Technical Abstract: Scab (caused by Venturia effusa) is the most important disease of pecan in the southeastern U.S.A. The yield losses in susceptible cultivars, combined with costs of control amount to tens of millions of dollars annually. It is known that fungicide coverage from air-blast sprayers declines with height in the canopy, and conversely, disease severity increases. But how application volume (L/ha) and speed (km/h) affect spray coverage at different heights is unknown. Coverage was quantified using kromekote cards and Vision Pink™ dye at heights of 5.0, 7.5, 10.0, 12.5 and 15.0 m in pecan canopies. An orchard air-blast sprayer was operated at 2.4 and 3.2 kph applying 468, 935 or 1871 L/ha. Nozzles were selected to provide proportionally similar volumes to the upper and lower canopy positions at set speeds. Speeds tested did not affect spray coverage consistently. However, greater volumes resulted in significantly greater spray coverage, but most of that increase was at heights =12.5 m. Although there were significant differences among volumes applied at 12.5 m, they were numerically small.

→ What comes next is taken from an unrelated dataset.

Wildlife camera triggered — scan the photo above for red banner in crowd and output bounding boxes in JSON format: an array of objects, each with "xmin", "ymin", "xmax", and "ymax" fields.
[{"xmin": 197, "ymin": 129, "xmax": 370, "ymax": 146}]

Card orientation had a profound effect on spray coverage at heights =12.5 m, with most spray being detected on the cards facing horizontally downwards, and least on those facing vertically backwards. The study demonstrates that higher volumes result in more coverage, but the effect declines rapidly with height. If disease control achieved with 470 L/ha is no different (or is more efficacious) compared to >470 L/ha and is the same at higher speeds (3.2 kph), savings may be possible in terms of operating time and equipment costs.